The ratio Bax/Bcl-2 is not altered between the experimental groups suggesting that mitochondrial membrane integrity is preserved. Following the apoptotic cascade, we assessed caspase-9 and caspase-3 levels. We observed a significant downregulation of caspase-9 mRNA levels in SCs cultured in insulin deprivation conditions concomitant with the significant decrease detected in cleaved caspase-9 protein levels. Once activated, caspase-9 cleaves and activates the effector caspase-3. Caspase-3 is usually known as an endpoint for apoptosis, marking the nonreturning point of the apoptotic process [55]. Indeed, caspase-3 activity is widely used as a hallmark for apoptosis, as it allows a qualitative and a quantitative assessment of the apoptotic process [56]. As expected, caspase-3 mRNA levels and activity were significantly decreased in SCs cultured in insulin deprivation conditions. Thus, our results show that insulin deprivation decreases the caspase-dependent apoptotic signaling in cultured rat SCs. Since SCs are responsible for determining the number of germ cells that can be supported through spermatogenesis [7, 8], consequently an alteration in SCs apoptotic levels may be sufficient to alter germ cells population. However, SCs require a well functioning of glucose metabolism to provide the amount of energy necessary to germ cells [3, 22, 57]. Recent studies proved that insulin deprivation in SCs resulted in altered glucose consumption and a substantial decrease in lactate secretion [25]. Although cultured SCs in insulin deprivation conditions proved to adapt their glucose metabolism [25], they are not able to support the energy requirements of germ cells since lactate production, the major germ cells energy substrate, is significantly decreased. This emphasizes the importance of the regulation of SCs apoptosis as decreased apoptotic signaling in SCs under these conditions may alter spermatogenesis and fertility. This mechanism may explain the fertility problems and SCs abnormalities found in male with T1DM [29, 30, 46], which represents an in vivo situation characterized by the total lack of insulin. The experiments presented herein are a first step to elucidate the role of insulin in the apoptotic control of SCs. Taken together, our results suggest that T1DM associated fertility problems may be linked to a malfunctioning of metabolism and apoptotic signaling in SCs.

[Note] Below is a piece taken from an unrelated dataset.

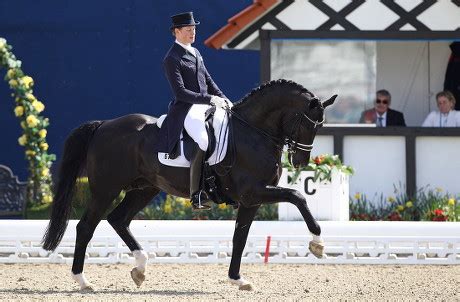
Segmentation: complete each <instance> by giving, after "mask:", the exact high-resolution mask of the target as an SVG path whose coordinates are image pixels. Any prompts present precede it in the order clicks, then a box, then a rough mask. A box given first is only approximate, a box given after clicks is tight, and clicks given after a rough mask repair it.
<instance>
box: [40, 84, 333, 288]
mask: <svg viewBox="0 0 460 302" xmlns="http://www.w3.org/2000/svg"><path fill="white" fill-rule="evenodd" d="M335 98H336V95H334V96H333V97H331V98H330V99H328V100H326V101H324V102H321V101H320V100H319V99H318V98H317V97H316V96H315V95H313V94H312V93H311V92H310V91H308V90H307V89H305V88H304V87H302V86H301V85H299V84H297V83H294V82H292V81H286V80H276V81H271V82H269V83H266V84H264V85H262V86H260V87H258V88H256V89H254V90H253V91H252V92H250V93H249V94H248V95H247V96H245V97H244V98H243V99H242V100H241V101H240V102H238V103H236V104H235V106H234V107H233V108H232V110H231V111H232V113H231V114H232V128H233V131H232V132H233V134H234V135H233V137H231V138H232V139H233V145H234V147H235V148H234V152H228V153H227V155H226V157H225V159H224V160H223V161H222V162H221V163H220V164H217V165H215V166H213V169H215V170H216V171H218V170H220V172H222V170H226V169H227V171H226V172H227V173H218V177H217V180H216V182H217V187H218V188H219V193H220V195H221V196H223V197H224V198H223V199H228V200H233V201H236V202H238V204H239V209H238V214H237V219H236V227H235V232H234V235H233V252H232V259H231V263H230V268H229V273H228V274H229V278H230V279H229V280H230V281H231V282H232V283H233V284H237V285H239V286H240V289H250V288H251V284H250V283H249V282H247V281H245V280H244V279H243V278H242V277H241V276H240V263H241V257H242V253H243V249H244V246H245V244H246V239H247V236H248V232H249V228H250V226H251V223H252V221H253V219H254V216H255V214H256V212H257V209H258V208H259V206H260V205H261V204H263V203H275V202H290V203H292V204H294V205H296V206H297V208H298V209H299V210H300V212H301V214H302V216H303V218H304V220H305V222H306V224H307V226H308V229H309V231H310V232H311V233H312V234H313V240H312V241H311V242H310V251H311V252H312V253H313V254H315V255H316V256H317V257H321V256H322V255H323V245H322V242H321V238H320V234H321V229H320V226H319V225H318V223H317V222H316V221H315V219H314V218H313V216H312V214H311V213H310V211H309V209H308V207H307V203H306V201H305V198H304V197H303V196H302V195H301V194H300V193H299V192H298V191H296V190H292V189H286V188H282V187H277V184H278V180H279V178H280V175H281V171H282V167H281V156H282V151H283V146H285V145H288V149H289V151H290V153H289V160H290V161H291V163H292V164H293V165H294V166H295V167H299V166H301V165H306V164H307V163H308V160H309V158H310V151H311V149H312V147H313V139H314V137H315V135H316V132H317V130H318V128H319V127H321V126H322V124H323V121H324V108H326V107H327V106H329V105H331V104H332V103H333V102H334V100H335ZM156 120H157V119H156V118H154V117H151V116H147V115H142V114H131V115H127V116H123V117H120V118H117V119H113V120H106V121H93V122H88V123H85V124H83V125H81V126H80V127H78V128H77V129H75V130H73V132H72V133H71V134H70V135H69V137H68V138H67V140H66V142H65V147H64V153H63V158H62V162H61V166H60V170H59V180H58V183H57V186H56V192H55V198H54V202H53V205H52V213H51V219H50V222H49V225H48V228H47V230H46V234H45V236H44V239H43V248H44V249H46V250H54V249H56V247H57V246H58V244H59V242H60V241H61V239H62V236H63V234H64V232H65V229H66V227H67V223H68V219H69V214H70V211H71V200H72V195H73V192H74V187H75V181H76V179H77V177H79V176H80V175H81V173H82V171H83V170H86V172H87V175H88V181H89V186H90V190H91V196H92V198H91V200H90V201H88V202H87V206H86V211H85V213H84V214H83V217H82V218H81V220H80V221H79V223H78V225H77V238H76V243H75V253H74V260H73V265H72V273H73V277H74V279H75V280H76V281H77V282H78V283H79V284H80V286H81V288H82V289H85V288H89V289H91V284H90V283H89V282H88V281H87V280H86V279H85V277H84V275H83V265H84V260H85V251H86V247H87V245H88V243H89V241H90V240H91V238H92V236H93V233H94V230H95V228H96V226H97V225H98V223H99V222H100V221H101V219H102V218H103V216H104V214H105V213H106V211H107V209H108V208H109V207H110V206H111V204H112V203H113V201H114V199H115V198H116V197H117V196H118V195H119V194H120V192H121V191H122V190H126V195H125V197H124V199H123V201H122V202H121V203H120V204H119V205H118V206H117V207H116V208H115V209H114V210H113V211H112V212H111V213H110V214H109V215H108V216H107V221H108V222H109V223H110V225H111V226H112V227H113V228H114V229H115V231H116V232H117V233H118V235H119V236H120V237H121V239H122V240H123V241H124V242H125V243H126V245H127V246H128V248H129V249H130V250H131V251H132V252H133V255H134V257H135V259H136V264H137V267H135V268H133V270H132V271H131V276H132V278H133V280H134V282H135V283H136V284H137V285H138V286H140V284H141V283H142V282H143V281H144V279H145V277H144V271H145V264H146V262H147V254H146V253H145V252H144V251H143V250H142V248H141V246H140V245H139V243H138V242H137V241H136V239H134V237H133V235H132V234H131V232H130V230H129V224H130V222H131V220H132V219H133V217H134V216H135V215H136V213H138V212H139V211H140V210H142V209H143V208H144V207H145V206H146V205H147V204H148V203H149V201H151V200H152V198H153V197H155V196H156V195H157V194H158V193H159V192H160V191H164V192H167V193H168V194H172V195H175V196H181V197H188V195H189V188H188V185H189V183H190V182H189V175H190V173H189V169H187V168H177V167H169V166H164V165H162V164H160V163H159V161H158V158H157V156H156V154H153V152H152V150H154V146H155V144H156V143H157V136H158V132H159V128H158V127H157V125H156ZM229 166H231V168H229ZM219 175H221V176H219Z"/></svg>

The role of insulin in the apoptotic pathways of SCs has not been investigated so far. Nevertheless, in other cellular systems, such as neurons [58], insulin deprivation has proved to induce apoptosis. Noteworthy, high levels of insulin were also associated with stimulation of the apoptotic pathways in beta cells [59] thus evidencing the importance of this hormone in the regulation of the apoptotic process. SCs are not an exception and our results point towards a possible role of insulin in the regulation of the caspase-dependent apoptotic pathway. This is in agreement with previously described results supporting that DHT and E2 have an antiapoptotic action in in vitro immature rat SCs [60]. Our results confirm that apoptosis is a hormonally regulated process. As the apoptotic events controlled by SCs are crucial for the normal development of spermatogenesis and several pathologies are associated with insulin dysfunction, it is imperative to fully disclose the mechanisms by which insulin exerts its control over SCs apoptosis.